Document Type: Conference Proceedings
Department of Medical Physics and Biomedical engineering, Tehran University of Medical Sciences, Tehran, Iran Neuro-Imaging and Analysis Group (NIAG), Tehran University of Medical Sciences, Tehran, Iran.
Neuro-Imaging and Analysis Group (NIAG), Tehran University of Medical Sciences, Tehran, Iran.
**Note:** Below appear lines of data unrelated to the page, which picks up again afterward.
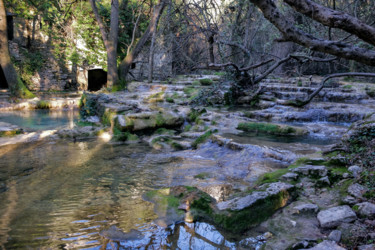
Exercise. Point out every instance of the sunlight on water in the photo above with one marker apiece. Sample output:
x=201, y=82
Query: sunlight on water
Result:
x=34, y=120
x=89, y=195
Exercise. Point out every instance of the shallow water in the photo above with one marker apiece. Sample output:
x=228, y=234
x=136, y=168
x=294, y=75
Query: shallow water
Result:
x=63, y=194
x=35, y=120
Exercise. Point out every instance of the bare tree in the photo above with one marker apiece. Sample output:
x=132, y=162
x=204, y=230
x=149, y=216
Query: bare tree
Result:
x=328, y=17
x=110, y=40
x=128, y=60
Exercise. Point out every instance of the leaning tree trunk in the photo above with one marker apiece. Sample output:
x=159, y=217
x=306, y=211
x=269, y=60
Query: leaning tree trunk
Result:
x=15, y=83
x=127, y=62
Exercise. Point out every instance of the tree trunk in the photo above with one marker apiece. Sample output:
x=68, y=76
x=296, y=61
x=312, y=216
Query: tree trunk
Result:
x=211, y=48
x=293, y=34
x=15, y=83
x=151, y=58
x=110, y=41
x=128, y=60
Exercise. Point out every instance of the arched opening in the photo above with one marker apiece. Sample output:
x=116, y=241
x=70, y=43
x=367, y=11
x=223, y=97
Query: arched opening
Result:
x=97, y=78
x=3, y=80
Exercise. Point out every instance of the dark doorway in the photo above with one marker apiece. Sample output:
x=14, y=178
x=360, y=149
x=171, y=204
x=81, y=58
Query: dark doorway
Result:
x=10, y=27
x=97, y=79
x=3, y=81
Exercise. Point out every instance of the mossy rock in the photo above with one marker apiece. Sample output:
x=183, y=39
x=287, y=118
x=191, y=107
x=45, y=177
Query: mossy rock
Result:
x=176, y=199
x=148, y=121
x=206, y=82
x=7, y=129
x=269, y=128
x=230, y=216
x=43, y=105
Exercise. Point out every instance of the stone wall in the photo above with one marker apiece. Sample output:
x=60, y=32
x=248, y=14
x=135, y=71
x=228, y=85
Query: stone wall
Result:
x=53, y=76
x=162, y=62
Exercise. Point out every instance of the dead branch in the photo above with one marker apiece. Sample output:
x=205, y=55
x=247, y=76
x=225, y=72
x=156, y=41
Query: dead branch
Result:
x=300, y=103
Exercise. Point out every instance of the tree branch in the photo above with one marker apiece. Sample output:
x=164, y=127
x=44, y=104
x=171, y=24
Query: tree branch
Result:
x=334, y=19
x=291, y=33
x=300, y=103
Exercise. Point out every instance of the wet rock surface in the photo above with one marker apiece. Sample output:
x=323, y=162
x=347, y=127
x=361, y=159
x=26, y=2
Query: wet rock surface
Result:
x=204, y=149
x=333, y=217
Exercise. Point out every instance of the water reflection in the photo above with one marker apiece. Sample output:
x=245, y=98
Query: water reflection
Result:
x=33, y=120
x=66, y=195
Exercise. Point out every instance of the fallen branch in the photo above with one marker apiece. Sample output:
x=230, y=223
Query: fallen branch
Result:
x=300, y=103
x=237, y=68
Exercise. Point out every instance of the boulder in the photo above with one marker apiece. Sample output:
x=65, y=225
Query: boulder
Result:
x=366, y=209
x=367, y=247
x=241, y=213
x=7, y=129
x=324, y=181
x=350, y=200
x=355, y=170
x=357, y=190
x=314, y=171
x=335, y=236
x=327, y=244
x=148, y=121
x=289, y=177
x=306, y=209
x=334, y=216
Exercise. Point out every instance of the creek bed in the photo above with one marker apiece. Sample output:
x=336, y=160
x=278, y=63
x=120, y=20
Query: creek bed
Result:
x=40, y=119
x=63, y=194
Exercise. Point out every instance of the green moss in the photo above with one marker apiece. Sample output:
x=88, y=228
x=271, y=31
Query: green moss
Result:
x=195, y=114
x=10, y=133
x=201, y=139
x=169, y=99
x=189, y=91
x=20, y=90
x=203, y=175
x=239, y=221
x=43, y=105
x=343, y=187
x=87, y=106
x=176, y=145
x=123, y=136
x=206, y=81
x=108, y=117
x=187, y=128
x=85, y=124
x=163, y=131
x=269, y=128
x=165, y=139
x=275, y=176
x=163, y=198
x=160, y=121
x=120, y=85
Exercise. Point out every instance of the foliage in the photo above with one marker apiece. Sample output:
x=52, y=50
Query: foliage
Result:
x=201, y=139
x=43, y=105
x=269, y=128
x=206, y=81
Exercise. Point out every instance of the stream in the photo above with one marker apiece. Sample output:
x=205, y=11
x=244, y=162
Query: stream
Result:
x=88, y=194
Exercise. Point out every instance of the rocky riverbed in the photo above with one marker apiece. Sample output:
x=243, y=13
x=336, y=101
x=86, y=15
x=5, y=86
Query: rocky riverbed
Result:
x=253, y=170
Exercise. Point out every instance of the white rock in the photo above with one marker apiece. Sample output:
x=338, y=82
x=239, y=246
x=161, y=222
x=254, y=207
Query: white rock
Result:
x=306, y=209
x=333, y=217
x=366, y=209
x=327, y=245
x=355, y=170
x=357, y=190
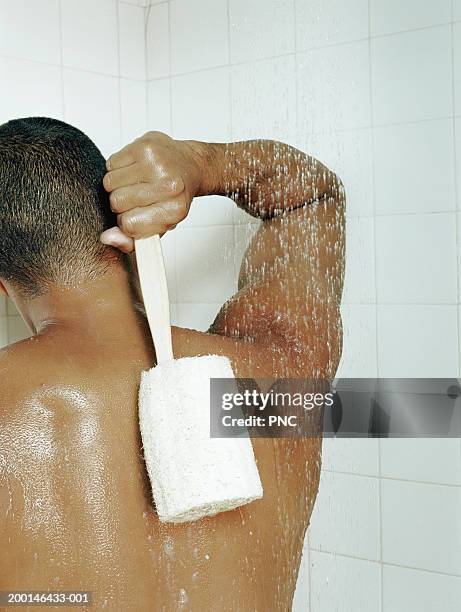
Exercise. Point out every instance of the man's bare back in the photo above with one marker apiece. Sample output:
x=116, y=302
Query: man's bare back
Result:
x=75, y=505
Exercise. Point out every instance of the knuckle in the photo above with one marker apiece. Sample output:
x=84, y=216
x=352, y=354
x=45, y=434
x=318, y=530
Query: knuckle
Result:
x=181, y=209
x=106, y=181
x=115, y=202
x=128, y=225
x=176, y=184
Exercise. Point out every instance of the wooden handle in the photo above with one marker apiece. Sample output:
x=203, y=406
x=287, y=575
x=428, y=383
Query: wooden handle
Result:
x=152, y=276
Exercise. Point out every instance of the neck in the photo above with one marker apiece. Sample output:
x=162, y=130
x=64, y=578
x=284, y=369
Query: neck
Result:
x=104, y=304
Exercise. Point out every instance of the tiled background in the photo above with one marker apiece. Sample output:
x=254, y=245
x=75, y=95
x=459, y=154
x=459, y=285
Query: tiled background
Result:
x=373, y=88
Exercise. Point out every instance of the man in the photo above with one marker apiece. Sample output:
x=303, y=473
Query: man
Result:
x=75, y=506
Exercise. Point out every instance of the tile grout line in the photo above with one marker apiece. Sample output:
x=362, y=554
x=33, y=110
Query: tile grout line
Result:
x=307, y=548
x=457, y=194
x=428, y=483
x=170, y=93
x=387, y=564
x=61, y=48
x=455, y=159
x=119, y=82
x=373, y=181
x=146, y=15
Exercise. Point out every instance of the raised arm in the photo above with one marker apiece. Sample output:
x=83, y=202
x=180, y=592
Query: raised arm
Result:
x=284, y=320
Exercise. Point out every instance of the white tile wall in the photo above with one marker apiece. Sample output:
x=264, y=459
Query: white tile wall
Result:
x=42, y=79
x=261, y=28
x=306, y=71
x=425, y=460
x=346, y=516
x=406, y=590
x=158, y=42
x=334, y=88
x=133, y=109
x=389, y=16
x=415, y=169
x=357, y=584
x=417, y=341
x=159, y=106
x=132, y=42
x=412, y=76
x=199, y=34
x=92, y=103
x=206, y=114
x=416, y=259
x=260, y=110
x=354, y=456
x=89, y=35
x=24, y=25
x=421, y=526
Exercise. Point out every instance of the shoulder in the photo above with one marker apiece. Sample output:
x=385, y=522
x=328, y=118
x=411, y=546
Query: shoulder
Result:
x=26, y=369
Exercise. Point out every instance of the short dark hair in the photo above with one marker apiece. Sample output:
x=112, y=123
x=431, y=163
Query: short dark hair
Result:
x=52, y=205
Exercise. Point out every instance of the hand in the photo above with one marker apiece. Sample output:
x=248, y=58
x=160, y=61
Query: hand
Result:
x=151, y=183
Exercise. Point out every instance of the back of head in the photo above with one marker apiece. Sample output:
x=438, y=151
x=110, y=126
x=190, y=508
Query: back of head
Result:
x=53, y=206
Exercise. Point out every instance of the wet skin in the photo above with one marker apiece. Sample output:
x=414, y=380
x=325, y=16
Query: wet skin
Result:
x=75, y=504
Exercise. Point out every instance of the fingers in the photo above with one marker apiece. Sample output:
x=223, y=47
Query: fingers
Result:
x=135, y=196
x=153, y=219
x=116, y=238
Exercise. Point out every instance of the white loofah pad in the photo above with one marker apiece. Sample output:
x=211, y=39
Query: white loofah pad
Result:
x=192, y=475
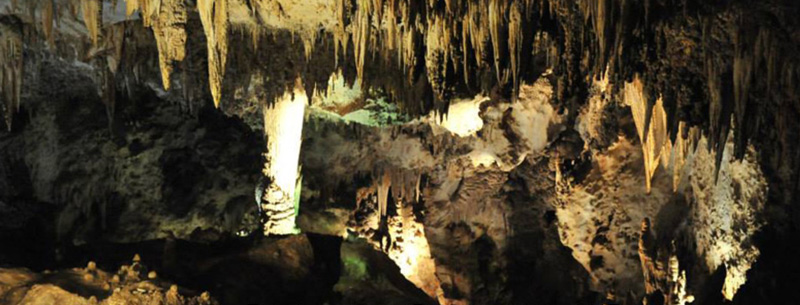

McConnel Imaging Center, Montreal Neurological Institute, McGill University, Quebec, Canada
Today, clinicians and neuroscientists need to have a comprehensive survey of neurological pathologies and injuries. For the First-time, SEEP contrast and Spin-Echo pulse sequences was used for functional imaging of the Lumbar spinal cord. This method used by several research groups for Spinal cord mapping, but other researchers tried to improve BOLD fMRI to Spinal cord imaging simultaneously. Here, we present a comparison between useful imaging methods and finally use of certain procedure for Spinal cord mapping with sensory stimulation.
Materials and Methods:
We planned two imaging protocols on Siemens 3T magnetom trio scanner: HASTE/SSFP, TE/TR: 76mS/6750mS for 9 sagittal slices with 2 mm thickness, FOV= 280×210mm, and Gradient Echo EPI, TE/TR: 30S/3000mS for 21 axial slices with 5mm thickness, FOV= 64×64mm. These image acquisition procedures performed on All 5 subjects (male, Age: 24.6±2.05), stimulated by 60g von Frey filament. Stimulations were used in the block design, 8 blocks with time 40.5 S for SE protocol and 42 S for GRE protocol and performed on right foot L4 dermatome. We entered each subject’s data sets into an individual first-level statistical analysis. Then we calculated signal changes in the mask that generated in the statistical analysis and amount of temporal Signal to Noise Ratio (tSNR). Other subjects group (5 males, Age 25.3±1.5) was imaged with same protocol as GE-EPI and T2W anatomic images (3D-FSE Isotropic, TR/TE:1500/430 ms, FOV= 256×60 mm, slice-thickness: 1mm). Data sets were processed with GLM and Finally, all first-level analysis results are entered in Higher-level analysis as group analysis and obtained statistical maps for spinal cord functions.
We observed different tSNR in two separated datasets, 2.619 ± 0.440 for SE-HASTE images and 4.901 ± 0.762 for GRE-EPI. After statistical analysis of images and obtaining signal change in the spinal cord. We comprised them and measured signal change was 1.737 ±
1.252 for SE-EPI and 2.554 ± 1.327 for GE-EPI. Based on these results we decided to use GE- EPI for spinal cord functional imaging. We stimulated L4 dermatome and this localized activation was observed in the T9-T1. The activation maps show ipsilateral synapse and tracks in the dorsal higher than ventral horn.
At the first step evaluation of imaging methods show GRE-EPI can more efficient for Lumbar functional MRI and detection of BOLD signal change in the spinal cord. This research demonstrates the benefits of spinal cord fMRI for mapping of sensory stimulation. The resulting activity maps show primarily in ipsilateral dorsal regions and in some ventral regions, consistent with the spinal cord anatomy. These data also illustrate details of the sensory organization of the spinal cord, as well as anatomical detail of the spinous processes and positions of nerve roots.